As Hinkes-Jones notes, the conceptual basis behind the theory of antioxidants and their role in supplemental vitamins industry has been discredited, the health benefits of omega-3 fatty acids have been called into question, and the wisdom behind regular mammograms is also contested with a study from the Canadian National Breast Screening showing no decline in breast cancer mortality rates even from regular mammograms. The emergence of predictive genomics to anticipate health issues has a similarly lousy record. In a recent profile of 23andMe-founder Anne Wojcicki, New York magazine’s Lisa Miller described the wonky results of her own reading, which got her eye color wrong, erroneously said she was lactose intolerant, and said she had a significantly higher chance of heart disease when in actuality she has lower-than-average cholesterol, blood pressure, and no family history of heart issues.

HealthKit creates a structure to amplify contested best guesses with no clinical guarantee behind them, putting pressure on individuals to internalize the responsibility of the systemic dysfunctions surrounding them. And this conception of individual-driven health consciousness often ignores the emotional underpinnings of “unhealthy” choices, which address a basic emotional despondency for people living in bleak economic conditions from which there is often no escape. It’s hard to muster the energy to think up a meal to cook with the exhaustion of working two or three jobs for hourly pay and no benefits, living under a cloud of perpetual fear that tomorrow may be the day the catastrophic layoff arrives. It is conceivable that people living under these conditions could still wake up an hour early before work to stretch and exercise three or four days a week, while taking public transportation the extra 20-30 minutes to the leafy greens grocery store on the other side of town, but over the weeks and months the emotional endurance and discipline required for these individual choices fray, while the empirical basis for them shifts to accommodate a new speculative heath fad—be it crossfit, quinoa or master cleanses.
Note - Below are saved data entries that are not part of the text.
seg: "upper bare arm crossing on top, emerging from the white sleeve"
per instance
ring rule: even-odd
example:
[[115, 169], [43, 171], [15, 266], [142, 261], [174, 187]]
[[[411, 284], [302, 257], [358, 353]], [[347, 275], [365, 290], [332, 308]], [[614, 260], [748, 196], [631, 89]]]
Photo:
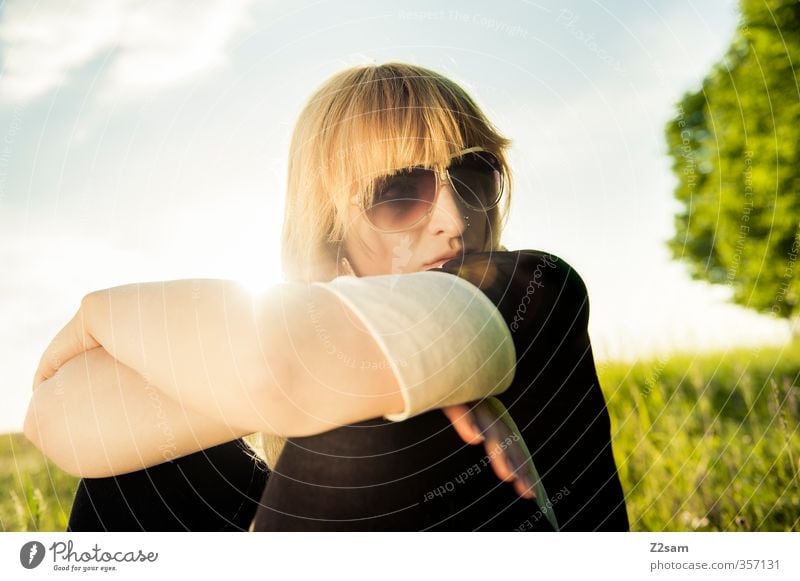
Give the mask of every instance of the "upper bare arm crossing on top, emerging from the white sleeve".
[[[40, 378], [93, 343], [182, 406], [247, 433], [316, 434], [403, 407], [376, 341], [319, 287], [253, 295], [225, 280], [133, 284], [90, 293], [73, 321], [90, 340], [65, 327]], [[373, 365], [350, 365], [331, 341]]]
With HealthKit, Apple has created a means to not just entrench this class-rotten phenomenon, but deepened it by creating an always-accessible intermediary to not only reward those predisposed to following the system’s instructions but punish those unwilling or unable to, justifying higher insurance premiums or cost penalties for those working under the harshest social and economic conditions. HealthKit creates a tool that seems to liberate the individual by allowing her more immediate access to empirical guidelines that demonstrate her flaws.  HealthKit is a digital shackle, binding people to the structure of externally imposed guidelines while further alienating them from the untrustworthy and prejudicial processes that create them. Our freedom of choice in the age of digital data is coming to mean only the ability to choose the brand of our personal compliance devices. Apple remains the market leader in convincing people to comply to other people’s standards in the name of human progress, and HealthKit promises to further expand the scope of human life over which their artificial standards will be given reign.